Ze kon mij niet klein krijgen

Na mijn arrestatie werd ik naar de bunker in kamp Vught gebracht. De Duitsers wisten nog niet wie ik echt was. In Vught zat ik maar kort. Vervolgens werd ik overgebracht naar het Oranjehotel in Scheveningen. In mijn cel bedacht ik een nieuwe BLO-leesmethode. Op de muur stond gekrast: ‘Vertrouw alleen op jezelf’. Daar was ik het niet mee eens; Ik bleef op mijn verzetsgroep vertrouwen en geloofde dat een kracht mij zou beschermen.

Vanuit Scheveningen werd ik als juffrouw Oosterveen naar kamp Vught teruggebracht in het Kommando ‘Scheveningen’.

Een bewaakster uit Silezië kon mij daar met al haar geweld niet klein krijgen. Telkens kreeg ik eenzame opsluiting. In Vught ontdekten ze uiteindelijk dat ik Tammens heette en in Groningen werd gezocht. Twee bewakers brachten me met de trein daarheen. Op het volle station van Den Bosch kon ik nog iemand een berichtje voor mijn familie in de hand drukken, dat is aangekomen.
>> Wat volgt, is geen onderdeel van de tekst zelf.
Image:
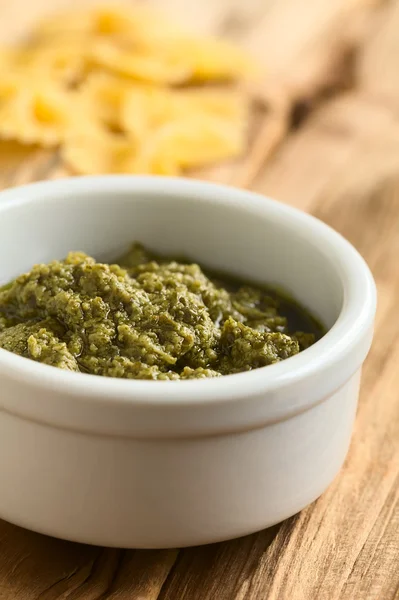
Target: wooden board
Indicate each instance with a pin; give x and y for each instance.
(328, 142)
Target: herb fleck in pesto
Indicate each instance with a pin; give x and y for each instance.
(148, 317)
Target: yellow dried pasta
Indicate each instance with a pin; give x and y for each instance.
(196, 143)
(41, 115)
(115, 88)
(153, 68)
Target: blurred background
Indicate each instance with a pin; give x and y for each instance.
(322, 134)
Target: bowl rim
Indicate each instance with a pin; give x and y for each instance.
(355, 318)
Het voorportaal van de hel

’s Avonds arriveerde ik bij de Sicherheitsdienst aan de Grote Markt in Groningen, het zogenoemde Scholtenhuis, ook wel het voorportaal van de hel genoemd. Mijn verhoren hier waren lang en zwaar. Een beruchte nazi, Lehnhoff, van het Einsatzcommando Groningen, was verantwoordelijk voor de orde in de regio. Diezelfde avond werd ik door hem heel naar ondervraagd. Na afloop werd ik op een zolderkamer bewaakt door twee oudere Duitsers. Van angst durfde ik niet te slapen, maar zij verzekerden mij dat Lehnhoff in die ruimte niets had te vertellen. De volgende nacht deelde ik de zolder met twee verzetsmannen, waarvan ik er één kende, die ik niet vertrouwde. Hij zei steeds: “Vertel maar alles, ze weten toch alles al.” De verloofde van deze persoon kwam ‘s avonds met lekkernijen langs en de bewakers aten daarvan mee, dus er was iets goed mis. Ik liet uiteraard geen woord los.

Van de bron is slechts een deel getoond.